David Page:                It’s not a drop-in replacement because we don’t support their wire protocols.  But it’s certainly a near drop-in replacement.  I mean, pretty much everything you can do in Mongo you can do in Postgres, certainly with json being a slightly less performant within the older json data type, so I know from interactions with people in the community and people that are customers of ours at work that people are finding this extremely exciting - being able to bring all their data into one place. 

Stuart Langridge:        I mean, obviously, you’ve always been able to take a big block of json and bang it into one database field, which has a big long data text string, but presumably json support in Postgres is more detailed than that.  How does it work?  Can you query against specific fields in a json document?
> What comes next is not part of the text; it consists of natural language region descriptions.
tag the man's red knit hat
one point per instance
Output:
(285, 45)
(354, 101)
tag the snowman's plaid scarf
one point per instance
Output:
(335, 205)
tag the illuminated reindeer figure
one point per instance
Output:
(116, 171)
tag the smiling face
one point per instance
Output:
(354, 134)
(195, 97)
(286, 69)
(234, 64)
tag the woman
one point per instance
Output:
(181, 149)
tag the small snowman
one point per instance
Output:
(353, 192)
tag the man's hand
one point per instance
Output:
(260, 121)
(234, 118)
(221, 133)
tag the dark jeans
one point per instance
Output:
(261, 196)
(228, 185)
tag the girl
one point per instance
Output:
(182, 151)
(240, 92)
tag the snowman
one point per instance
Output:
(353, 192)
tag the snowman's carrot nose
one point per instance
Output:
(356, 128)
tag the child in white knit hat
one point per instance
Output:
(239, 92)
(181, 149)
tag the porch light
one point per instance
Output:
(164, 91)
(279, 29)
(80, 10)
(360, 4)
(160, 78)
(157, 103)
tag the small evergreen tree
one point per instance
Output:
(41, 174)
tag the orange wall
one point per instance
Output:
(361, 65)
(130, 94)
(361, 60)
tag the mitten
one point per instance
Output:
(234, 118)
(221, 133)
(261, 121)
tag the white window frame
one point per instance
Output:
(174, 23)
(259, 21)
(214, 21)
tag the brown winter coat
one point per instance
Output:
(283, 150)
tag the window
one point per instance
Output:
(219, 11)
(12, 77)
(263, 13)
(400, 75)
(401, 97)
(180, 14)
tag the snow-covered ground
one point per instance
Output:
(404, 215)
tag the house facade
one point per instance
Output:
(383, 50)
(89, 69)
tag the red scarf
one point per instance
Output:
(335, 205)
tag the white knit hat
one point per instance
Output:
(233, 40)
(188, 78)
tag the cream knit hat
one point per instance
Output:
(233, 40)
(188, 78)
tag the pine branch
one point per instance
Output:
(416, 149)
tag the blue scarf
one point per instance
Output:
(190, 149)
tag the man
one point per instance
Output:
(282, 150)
Can you aggregate across json documents?

David Page:                Absolutely, you can query within documents, you can construct documents from relational data if you want.  Obviously you can deconstruct data as well back into relational format, and jsonb comes with some new index operators that allow you to do some really efficient indexing of json. One of the cool new features I really like is you have the ability to do queries on sub-documents.  So you can say, "show me all of the documents that contain this sub-document" and give it another json document and it will look for that within all the existing data very, very quickly. 

Stuart Langridge:        So is that just any exact match or do you get essentially the equivalent to SQL-like query where I can say show me the documents which contain a sub-document containing the following things?

David Page:                The sub-document is an exact match, but of course, then SQL allows you the flexibility to do sub-selects from that of course.  So you can do a like match on the results. 

Stuart Langridge:        What else are you doing to help adapt Postgres to be a competitor to or better than existing no-SQL databases?  One of the things that they tend to claim that they excel at is scaling; being able to spin up multiple separate shards without just partitioning your keys across them.  Is that something that Postgres is already good at?  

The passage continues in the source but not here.